Take care, my dear. We miss you and think of you often.
Love, Aunt Laura
I enjoyed reading your blog ~ thanks for posting such useful content./Nice article and great photos. Very nicely done!
Cabinet Makers
Hahaha... Chucaque!! I'm peruvian and my mom used to do this to me and my sisters too (without the spirit mumbo jumbo and the spitting part tho).
When our head used to hurt a lot she would pull our hair until the loud crack and then we would feel much better. Never tried to find a medical reason for it. Also there are the classic egg rub around the body while praying or the newspaper rub that had to be burned right afterwards. All these were done on me so many times that reading about it now makes me laugh... they worked everytime and I wont try to find an explanation... kinda like if it ain't broke then don't fix it... placebo or not, it always worked and I'm glad by that. :)
Your article is funny. But I felt like it was a bit offensive to the Peruvian culture. I think that if you choose to go to Peru, you need to accept and embrace their living style rather than criticize it and compare it to the American culture, which is obviously very different and I'm sure it's one of the reasons why you decided to go there in the first place. Best,
Merly
I read your articule which i found very funny a.d nothing offensive at all. It remInded me when i was in high school (i studied in LimA) and if some of our friends had a bad headache, inmediately there was always one who volunteer to help with "the chucaque" method and it always worked out!. I never heard about the story about "the spirits" though. What i know is that even doctors in Peru use this technique.

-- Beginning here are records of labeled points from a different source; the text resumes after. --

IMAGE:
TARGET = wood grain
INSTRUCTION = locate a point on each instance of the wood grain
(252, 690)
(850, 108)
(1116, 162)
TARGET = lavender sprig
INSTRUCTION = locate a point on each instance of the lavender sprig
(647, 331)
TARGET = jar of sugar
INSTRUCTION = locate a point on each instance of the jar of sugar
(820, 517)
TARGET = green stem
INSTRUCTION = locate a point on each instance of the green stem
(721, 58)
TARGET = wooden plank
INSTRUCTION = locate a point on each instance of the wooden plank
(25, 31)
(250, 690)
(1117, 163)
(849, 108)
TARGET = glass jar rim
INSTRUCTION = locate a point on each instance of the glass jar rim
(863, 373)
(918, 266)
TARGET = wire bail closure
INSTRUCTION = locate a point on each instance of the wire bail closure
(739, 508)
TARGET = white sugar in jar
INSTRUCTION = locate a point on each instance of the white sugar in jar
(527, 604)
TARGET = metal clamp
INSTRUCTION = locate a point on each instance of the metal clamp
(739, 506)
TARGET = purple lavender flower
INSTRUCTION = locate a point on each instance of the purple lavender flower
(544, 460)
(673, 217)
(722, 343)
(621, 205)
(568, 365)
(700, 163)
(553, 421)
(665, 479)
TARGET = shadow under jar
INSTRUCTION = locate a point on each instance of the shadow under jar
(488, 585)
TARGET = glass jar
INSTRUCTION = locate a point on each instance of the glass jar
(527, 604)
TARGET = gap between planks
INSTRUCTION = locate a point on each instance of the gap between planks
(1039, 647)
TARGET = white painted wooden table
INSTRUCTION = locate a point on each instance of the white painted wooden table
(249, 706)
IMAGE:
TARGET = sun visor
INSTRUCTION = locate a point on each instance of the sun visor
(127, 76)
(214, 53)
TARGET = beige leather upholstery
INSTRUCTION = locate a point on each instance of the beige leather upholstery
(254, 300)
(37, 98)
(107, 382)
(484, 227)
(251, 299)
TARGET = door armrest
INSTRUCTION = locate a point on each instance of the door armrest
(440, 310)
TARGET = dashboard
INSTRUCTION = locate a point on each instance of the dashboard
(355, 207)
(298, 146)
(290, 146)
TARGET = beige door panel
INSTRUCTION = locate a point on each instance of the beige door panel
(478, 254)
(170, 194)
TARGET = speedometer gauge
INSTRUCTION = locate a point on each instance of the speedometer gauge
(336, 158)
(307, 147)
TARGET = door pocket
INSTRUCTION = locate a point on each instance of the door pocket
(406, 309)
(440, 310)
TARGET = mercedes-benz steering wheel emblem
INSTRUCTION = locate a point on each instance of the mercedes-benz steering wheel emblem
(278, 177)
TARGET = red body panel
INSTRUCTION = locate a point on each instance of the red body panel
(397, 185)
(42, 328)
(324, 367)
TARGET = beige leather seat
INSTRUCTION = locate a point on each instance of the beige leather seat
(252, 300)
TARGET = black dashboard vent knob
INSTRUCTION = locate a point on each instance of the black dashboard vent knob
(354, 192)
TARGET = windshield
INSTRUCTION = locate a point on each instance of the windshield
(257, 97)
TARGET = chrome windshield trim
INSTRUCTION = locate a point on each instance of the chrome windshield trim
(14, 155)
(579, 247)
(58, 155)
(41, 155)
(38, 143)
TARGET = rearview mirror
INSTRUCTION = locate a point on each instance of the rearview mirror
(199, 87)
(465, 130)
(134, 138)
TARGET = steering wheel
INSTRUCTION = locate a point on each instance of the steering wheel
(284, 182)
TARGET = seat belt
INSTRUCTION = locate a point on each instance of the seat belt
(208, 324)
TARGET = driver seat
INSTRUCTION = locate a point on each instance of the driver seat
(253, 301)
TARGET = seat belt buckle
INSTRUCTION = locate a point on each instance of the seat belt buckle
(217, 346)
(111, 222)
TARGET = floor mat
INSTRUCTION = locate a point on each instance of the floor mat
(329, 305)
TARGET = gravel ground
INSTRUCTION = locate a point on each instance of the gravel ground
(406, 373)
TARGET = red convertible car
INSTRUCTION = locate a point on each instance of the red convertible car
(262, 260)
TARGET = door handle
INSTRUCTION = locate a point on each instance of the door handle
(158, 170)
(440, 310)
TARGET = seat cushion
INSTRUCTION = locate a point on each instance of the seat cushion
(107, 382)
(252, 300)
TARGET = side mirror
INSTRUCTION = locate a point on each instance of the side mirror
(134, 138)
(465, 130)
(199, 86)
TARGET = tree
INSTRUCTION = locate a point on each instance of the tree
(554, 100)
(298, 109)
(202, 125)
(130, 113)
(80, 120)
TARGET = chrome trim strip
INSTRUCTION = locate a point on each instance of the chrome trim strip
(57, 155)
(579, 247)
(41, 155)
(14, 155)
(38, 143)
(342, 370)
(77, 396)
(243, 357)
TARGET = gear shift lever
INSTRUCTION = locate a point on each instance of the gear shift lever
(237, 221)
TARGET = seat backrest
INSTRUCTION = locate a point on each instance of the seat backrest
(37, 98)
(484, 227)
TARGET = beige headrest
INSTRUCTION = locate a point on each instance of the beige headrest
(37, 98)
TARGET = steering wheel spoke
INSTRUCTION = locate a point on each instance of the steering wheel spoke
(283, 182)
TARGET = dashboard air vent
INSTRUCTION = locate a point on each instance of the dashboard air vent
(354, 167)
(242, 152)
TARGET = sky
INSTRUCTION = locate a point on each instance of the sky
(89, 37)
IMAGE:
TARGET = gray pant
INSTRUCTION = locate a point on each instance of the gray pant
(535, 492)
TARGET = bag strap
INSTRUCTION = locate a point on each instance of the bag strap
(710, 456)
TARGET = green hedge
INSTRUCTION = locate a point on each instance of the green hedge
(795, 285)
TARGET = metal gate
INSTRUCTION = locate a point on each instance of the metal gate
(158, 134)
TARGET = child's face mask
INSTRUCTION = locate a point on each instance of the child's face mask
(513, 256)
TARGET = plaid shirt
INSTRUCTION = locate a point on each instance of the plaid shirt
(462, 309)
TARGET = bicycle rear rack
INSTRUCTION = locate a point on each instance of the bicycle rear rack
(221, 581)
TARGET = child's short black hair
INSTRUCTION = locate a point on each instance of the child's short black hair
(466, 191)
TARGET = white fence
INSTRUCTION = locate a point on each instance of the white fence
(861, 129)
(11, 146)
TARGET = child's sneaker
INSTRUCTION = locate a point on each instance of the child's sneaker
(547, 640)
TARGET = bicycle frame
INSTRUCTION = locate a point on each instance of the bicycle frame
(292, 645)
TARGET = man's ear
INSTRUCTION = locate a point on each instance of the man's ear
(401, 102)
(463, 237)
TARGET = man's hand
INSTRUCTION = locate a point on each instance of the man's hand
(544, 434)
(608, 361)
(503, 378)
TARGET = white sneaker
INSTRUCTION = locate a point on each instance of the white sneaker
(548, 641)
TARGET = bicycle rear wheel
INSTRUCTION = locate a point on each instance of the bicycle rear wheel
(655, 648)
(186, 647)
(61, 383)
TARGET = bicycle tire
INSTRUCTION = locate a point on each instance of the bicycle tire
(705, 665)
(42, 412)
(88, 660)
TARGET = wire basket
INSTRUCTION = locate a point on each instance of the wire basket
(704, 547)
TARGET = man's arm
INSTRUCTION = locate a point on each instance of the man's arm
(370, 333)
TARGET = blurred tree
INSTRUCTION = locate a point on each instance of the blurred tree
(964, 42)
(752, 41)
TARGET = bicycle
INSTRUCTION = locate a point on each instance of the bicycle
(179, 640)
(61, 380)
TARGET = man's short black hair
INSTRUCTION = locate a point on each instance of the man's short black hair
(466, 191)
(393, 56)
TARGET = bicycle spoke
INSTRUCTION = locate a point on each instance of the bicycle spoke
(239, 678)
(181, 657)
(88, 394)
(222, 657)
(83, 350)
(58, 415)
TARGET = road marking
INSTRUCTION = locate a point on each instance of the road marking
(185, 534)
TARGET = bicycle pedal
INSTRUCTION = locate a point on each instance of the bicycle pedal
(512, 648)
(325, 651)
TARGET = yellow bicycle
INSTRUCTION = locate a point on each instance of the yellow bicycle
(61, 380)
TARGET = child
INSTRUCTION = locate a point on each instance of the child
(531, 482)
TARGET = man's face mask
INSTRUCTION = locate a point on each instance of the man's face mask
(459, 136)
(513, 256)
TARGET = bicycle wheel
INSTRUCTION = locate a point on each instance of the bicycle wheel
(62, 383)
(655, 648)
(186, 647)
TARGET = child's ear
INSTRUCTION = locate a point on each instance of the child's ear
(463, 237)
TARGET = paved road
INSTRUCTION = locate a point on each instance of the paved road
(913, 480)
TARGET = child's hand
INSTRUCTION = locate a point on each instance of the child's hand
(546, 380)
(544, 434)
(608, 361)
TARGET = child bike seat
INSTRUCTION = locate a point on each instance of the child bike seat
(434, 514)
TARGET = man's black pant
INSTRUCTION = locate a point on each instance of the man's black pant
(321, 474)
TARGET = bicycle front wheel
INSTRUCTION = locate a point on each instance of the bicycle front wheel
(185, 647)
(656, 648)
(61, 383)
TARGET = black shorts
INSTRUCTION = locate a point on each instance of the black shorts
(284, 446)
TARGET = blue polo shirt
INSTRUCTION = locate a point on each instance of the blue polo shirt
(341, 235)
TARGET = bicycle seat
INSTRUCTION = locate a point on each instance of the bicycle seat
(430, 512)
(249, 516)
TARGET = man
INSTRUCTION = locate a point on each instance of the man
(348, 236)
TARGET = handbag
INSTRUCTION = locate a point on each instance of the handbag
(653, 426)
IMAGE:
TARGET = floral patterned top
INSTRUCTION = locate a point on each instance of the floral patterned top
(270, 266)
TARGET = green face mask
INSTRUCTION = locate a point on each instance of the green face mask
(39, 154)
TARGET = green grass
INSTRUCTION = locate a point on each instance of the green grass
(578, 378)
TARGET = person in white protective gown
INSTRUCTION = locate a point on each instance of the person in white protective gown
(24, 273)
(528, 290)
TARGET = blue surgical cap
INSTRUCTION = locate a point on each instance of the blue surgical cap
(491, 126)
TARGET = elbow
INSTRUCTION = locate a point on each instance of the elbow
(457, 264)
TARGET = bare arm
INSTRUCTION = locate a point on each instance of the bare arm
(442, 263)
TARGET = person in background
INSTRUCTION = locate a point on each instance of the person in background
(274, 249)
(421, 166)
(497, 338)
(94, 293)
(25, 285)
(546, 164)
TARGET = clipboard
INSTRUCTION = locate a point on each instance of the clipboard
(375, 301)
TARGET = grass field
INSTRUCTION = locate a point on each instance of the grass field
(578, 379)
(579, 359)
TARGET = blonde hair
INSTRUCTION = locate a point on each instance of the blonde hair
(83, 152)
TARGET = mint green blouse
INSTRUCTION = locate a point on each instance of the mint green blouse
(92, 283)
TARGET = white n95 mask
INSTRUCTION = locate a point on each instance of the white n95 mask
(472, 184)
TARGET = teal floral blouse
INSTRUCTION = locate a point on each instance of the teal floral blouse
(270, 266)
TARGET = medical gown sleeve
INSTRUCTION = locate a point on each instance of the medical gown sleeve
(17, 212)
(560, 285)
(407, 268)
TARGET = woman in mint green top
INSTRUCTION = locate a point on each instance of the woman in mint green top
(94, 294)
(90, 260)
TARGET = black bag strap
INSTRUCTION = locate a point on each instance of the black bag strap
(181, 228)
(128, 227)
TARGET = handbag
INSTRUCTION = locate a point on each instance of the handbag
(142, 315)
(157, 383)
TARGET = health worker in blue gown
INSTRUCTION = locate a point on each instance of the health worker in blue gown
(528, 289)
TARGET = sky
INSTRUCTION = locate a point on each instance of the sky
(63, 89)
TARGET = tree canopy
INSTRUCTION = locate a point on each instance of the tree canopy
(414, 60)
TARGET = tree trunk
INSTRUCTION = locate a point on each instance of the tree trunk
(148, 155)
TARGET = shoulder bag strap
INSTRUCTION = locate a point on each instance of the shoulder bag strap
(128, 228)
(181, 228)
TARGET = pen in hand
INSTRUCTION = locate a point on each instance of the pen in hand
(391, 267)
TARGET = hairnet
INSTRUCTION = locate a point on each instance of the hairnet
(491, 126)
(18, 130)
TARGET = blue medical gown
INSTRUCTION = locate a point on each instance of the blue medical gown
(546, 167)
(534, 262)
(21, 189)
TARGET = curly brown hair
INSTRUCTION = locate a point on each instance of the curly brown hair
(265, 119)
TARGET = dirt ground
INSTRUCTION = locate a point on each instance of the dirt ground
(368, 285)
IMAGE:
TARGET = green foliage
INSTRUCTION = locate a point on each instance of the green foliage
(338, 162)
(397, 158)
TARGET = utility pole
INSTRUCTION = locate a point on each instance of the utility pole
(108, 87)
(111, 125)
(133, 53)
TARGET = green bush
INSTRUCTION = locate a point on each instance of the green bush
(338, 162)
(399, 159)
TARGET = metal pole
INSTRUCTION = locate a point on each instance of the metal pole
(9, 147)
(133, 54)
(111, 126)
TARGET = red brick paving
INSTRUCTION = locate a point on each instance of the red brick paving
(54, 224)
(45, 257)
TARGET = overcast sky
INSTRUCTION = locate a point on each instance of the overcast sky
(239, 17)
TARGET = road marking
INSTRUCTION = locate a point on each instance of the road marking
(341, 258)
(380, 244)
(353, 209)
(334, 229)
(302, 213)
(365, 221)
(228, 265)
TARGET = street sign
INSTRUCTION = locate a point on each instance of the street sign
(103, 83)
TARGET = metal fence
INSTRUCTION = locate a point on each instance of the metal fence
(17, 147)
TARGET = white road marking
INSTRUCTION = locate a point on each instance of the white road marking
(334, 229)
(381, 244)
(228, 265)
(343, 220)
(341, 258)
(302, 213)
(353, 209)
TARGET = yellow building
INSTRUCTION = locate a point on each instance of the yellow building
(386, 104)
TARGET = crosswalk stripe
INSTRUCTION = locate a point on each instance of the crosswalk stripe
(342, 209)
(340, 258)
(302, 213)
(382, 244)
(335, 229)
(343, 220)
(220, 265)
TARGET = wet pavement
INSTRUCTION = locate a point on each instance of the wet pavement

Just listened to my b.f. talking (from here in Buenos Aires) to his mother in Peru. She ate too much yuca and has a stomach ache, but her sister-in-law is on her way over to give her the chucaque treatment! Here in Argentina if you have back pain they roll sticks of yellow chalk along your back, pressing hard, and each time that one breaks they say that it's the sound of "sacando el frio" -- taking out the cold -- from your back. They even sell these things in drug stores!
I was born and raised in Peru though I have lived half my life in the U.S. now, I am a physician and nonetheless I have never been able to explain how or why but the whole Chucaque thing worked... so funny to learn it wasn't just my grandma and mom! And yes, it had to do with being "ashamed" or "embarrassed" about something... good memories! ThanKS for sharing!!